The article, by Conor Friedersdorf, is perfectly wrong – almost incredibly so. I still can’t quite believe someone actually wrote this and got it published in a respectable place.
Here’s the meat of the article:
For him [i.e. Newt], specific policy improvements can’t just be undertaken. It is first necessary to "fundamentally" change the federal government, or whatever piece of it is performing sub-optimally — in this case, the State Department. Of course, if Bolton kicked off his tenure as Secretary of State [in a Newt administration] by attempting a "complete, thoroughgoing transformation" of the agency, including the culture of its employees, the certain outcome would be that he’d accomplish nothing.
Take a moment to savor the "be undertaken" in the first sentence. Everything written about "policy improvements" should be written passively, so as to not betray the real actors (i.e. the bureaucracy).
The situation here is (presumably) that Newt wants to have some policy improvements "be undertaken" and his favored policy improvements run counter to those favored by the State Department. If Newt has some policy ideas that he wants to be undertaken in the area of foreign relations, and if these policy ideas run counter to the positions of the State Department, we all know whose policy ideas will triumph. In case you’re confused, the State Department’s ideas will be undertaken, Newt’s ideas will not. Since Ronald Reagan, Republicans have tried to work with entrenched bureaucracies whose ideas of policy improvements are counter to their own. The results are in, and the bureaucracy wins in the end.

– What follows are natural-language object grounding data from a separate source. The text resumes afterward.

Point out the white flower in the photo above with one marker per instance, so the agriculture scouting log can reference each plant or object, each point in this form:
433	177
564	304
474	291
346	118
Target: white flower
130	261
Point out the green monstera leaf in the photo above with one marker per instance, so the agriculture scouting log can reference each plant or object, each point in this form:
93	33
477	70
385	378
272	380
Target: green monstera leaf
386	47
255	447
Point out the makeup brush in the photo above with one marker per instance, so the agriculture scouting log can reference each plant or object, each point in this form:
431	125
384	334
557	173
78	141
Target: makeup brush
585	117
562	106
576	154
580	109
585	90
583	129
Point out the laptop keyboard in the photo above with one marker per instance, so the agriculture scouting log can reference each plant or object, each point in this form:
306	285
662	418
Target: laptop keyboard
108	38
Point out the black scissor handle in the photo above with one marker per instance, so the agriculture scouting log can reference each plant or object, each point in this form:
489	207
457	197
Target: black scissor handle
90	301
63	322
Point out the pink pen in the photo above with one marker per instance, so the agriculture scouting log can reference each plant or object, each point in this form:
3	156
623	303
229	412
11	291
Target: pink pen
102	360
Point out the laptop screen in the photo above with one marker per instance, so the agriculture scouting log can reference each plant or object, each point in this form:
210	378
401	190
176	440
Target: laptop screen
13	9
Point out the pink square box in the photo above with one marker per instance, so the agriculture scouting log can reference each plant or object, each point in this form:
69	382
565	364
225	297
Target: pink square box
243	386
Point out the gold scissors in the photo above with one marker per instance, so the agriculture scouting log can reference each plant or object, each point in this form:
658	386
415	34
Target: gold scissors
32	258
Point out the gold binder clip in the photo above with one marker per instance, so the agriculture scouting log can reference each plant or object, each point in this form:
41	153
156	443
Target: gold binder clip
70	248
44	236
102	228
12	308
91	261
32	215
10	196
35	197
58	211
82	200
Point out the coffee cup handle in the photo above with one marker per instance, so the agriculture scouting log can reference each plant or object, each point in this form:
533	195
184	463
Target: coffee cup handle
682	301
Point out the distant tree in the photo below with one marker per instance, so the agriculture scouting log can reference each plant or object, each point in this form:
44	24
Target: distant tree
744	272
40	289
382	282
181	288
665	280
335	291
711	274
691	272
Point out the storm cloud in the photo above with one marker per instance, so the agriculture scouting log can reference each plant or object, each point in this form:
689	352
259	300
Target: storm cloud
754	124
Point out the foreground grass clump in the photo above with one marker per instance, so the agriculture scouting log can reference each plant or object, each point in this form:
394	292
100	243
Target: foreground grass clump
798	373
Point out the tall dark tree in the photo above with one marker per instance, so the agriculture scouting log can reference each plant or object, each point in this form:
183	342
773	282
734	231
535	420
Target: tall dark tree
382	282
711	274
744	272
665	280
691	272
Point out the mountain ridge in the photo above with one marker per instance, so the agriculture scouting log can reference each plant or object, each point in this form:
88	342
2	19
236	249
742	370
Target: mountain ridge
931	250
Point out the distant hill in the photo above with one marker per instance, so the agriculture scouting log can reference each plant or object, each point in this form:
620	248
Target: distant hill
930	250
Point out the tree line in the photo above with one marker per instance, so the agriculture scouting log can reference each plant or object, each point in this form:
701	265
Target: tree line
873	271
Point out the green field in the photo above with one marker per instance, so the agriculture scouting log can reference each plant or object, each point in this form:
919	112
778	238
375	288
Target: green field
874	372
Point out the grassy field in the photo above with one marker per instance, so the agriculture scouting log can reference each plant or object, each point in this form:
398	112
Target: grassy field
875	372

Gingrich then, far from being crazy, is correct. If he has policy improvements that must be enacted by the State Department, and if these ideas would be opposed by the State Department, enacting them is a waste of time. Even if they were nominally enacted, they would not be implemented or enforced.
Interestingly, Friedersdorf in part stumbles on the correct conclusion when he says that Newt would accomplish nothing if he set out to change the State Department. After all, as President, Newt could only replace a few State Department employees. The vast majority of the employees of the Department would not change and it’s impossible to change an institution whose membership you cannot change.
This is why voting is a waste of your time. Even if you like Newt’s policies, he can’t possibly enact them.